Businesses Need To Make 0.5% More In CPF Contributions For Older Workers From 2024
The CPF Transition Offset was first announced in Budget 2020 as part of the Senior Worker Support Package to ease the costs incurred by businesses having to raise their CPF contribution rates for their older workers.
The first round of increase to the CPF contribution rates for older workers was implemented at the start of 2022, and in Budget 2022, the government announced that there will be another round of similar increase in 2023.
Following Budget 2023, the CPF contribution rates for older workers will be increased for the third round from 1 January 2024. Employers would be required to pay an additional 0.5% to workers aged 55 to 70, starting in 2024.
This translates to:
For workers aged 55 to 60: The total CPF contribution will increase by 1.5% from the current 29.5% to 31% starting on January 1, 2024. The employee’s share of the contribution increases by 1%, while the employer’s share of the contribution increases by 0.5%.
For workers aged 60 to 65: The total CPF contribution will increase by 1.5% from the current 20.5% to 22% starting on January 1, 2024. The employee’s share of the contribution increases by 1%, while the employer’s share of the contribution increases by 0.5%.
For workers aged 65 to 70: The total CPF contribution will increase by 1.0% from the current 15.5% to 16.5% starting on January 1, 2024. The employee’s share of the contribution increases by 0.5%, and the employer’s share of the contribution also increases by 0.5%.
The table below summarizes the changes in the total CPF contribution rates by both Employer and Employee.
|Current and Target CPF Contribution Rates (Employer + Employee) by Age Band|
|Age Band||2016-2021||From 1 Jan 2022||From 1 Jan 2023||From 1 Jan 2024||By ~2030|
|>55 – 60||26.0%||28.5%||29.5%||31.0%||37.0%|
|>60 – 65||16.5%||18.5%||20.5%||22%||26.0%|
|>65 – 70||12.5%||14.0%||15.5%||16.%||16.5%|
Businesses Will Receive Half Of The Higher CPF Contribution From CPF Offset Transition
Through the CPF transition offset, businesses get payouts equivalent to half of the increased contribution rates. The scheme serves to alleviate some of the rise in business costs from the increase in CPF rates in 2024.
For a worker aged 58 years old earning $4,500, the employer needs to pay a total CPF contribution of 15% or $675. This is a rise of $22.50 per month. The offset that the employer will receive will be equivalent to $11.25 per month or $135 for the whole of 2024.
For a worker aged 62 years old earning $2,800, the employer needs to pay a total CPF contribution of $322 or 11.5%. This is a rise of $14 per month. The offset the employer will receive will be equivalent to $7 per month or $84 for the whole of 2024.
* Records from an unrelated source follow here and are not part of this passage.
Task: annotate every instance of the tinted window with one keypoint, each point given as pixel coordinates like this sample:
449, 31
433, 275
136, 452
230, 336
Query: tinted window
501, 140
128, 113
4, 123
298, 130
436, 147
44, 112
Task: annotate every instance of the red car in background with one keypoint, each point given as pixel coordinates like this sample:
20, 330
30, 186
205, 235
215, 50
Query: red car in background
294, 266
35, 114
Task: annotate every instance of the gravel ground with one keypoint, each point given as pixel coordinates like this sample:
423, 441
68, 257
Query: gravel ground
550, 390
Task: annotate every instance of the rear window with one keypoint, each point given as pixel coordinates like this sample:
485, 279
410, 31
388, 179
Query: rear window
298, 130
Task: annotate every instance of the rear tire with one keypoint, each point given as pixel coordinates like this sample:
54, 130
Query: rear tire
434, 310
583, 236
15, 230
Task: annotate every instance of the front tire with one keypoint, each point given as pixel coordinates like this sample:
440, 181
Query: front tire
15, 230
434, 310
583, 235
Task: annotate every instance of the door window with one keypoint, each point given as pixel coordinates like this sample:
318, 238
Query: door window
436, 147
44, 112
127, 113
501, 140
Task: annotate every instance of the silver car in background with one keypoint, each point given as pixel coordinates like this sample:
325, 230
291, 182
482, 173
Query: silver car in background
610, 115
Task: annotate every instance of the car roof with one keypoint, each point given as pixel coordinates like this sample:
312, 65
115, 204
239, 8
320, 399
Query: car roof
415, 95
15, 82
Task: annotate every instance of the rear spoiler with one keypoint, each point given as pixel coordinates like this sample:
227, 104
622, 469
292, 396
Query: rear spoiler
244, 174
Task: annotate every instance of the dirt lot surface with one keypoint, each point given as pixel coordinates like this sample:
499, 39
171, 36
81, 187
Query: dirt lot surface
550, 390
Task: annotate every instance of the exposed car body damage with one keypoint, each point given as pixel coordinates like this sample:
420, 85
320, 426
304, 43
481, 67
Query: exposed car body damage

Employers Will Receive Half Yearly Payouts For The Higher CPF Contributions In 2024
Businesses can expect to receive their 2024 CPF Transition Offsets around the same timeline as they would be receiving them for this year.
The CPF offset payouts will be automatically determined based on the wages of eligible older workers in 2023 and 2024, and businesses will receive their payouts at a half-yearly interval.
Employers will receive the offset payout in September of that year for the wages paid from January to June of the qualifying year.
Employers will receive the payout in March of the following year for the wages paid between July and December of the qualifying year.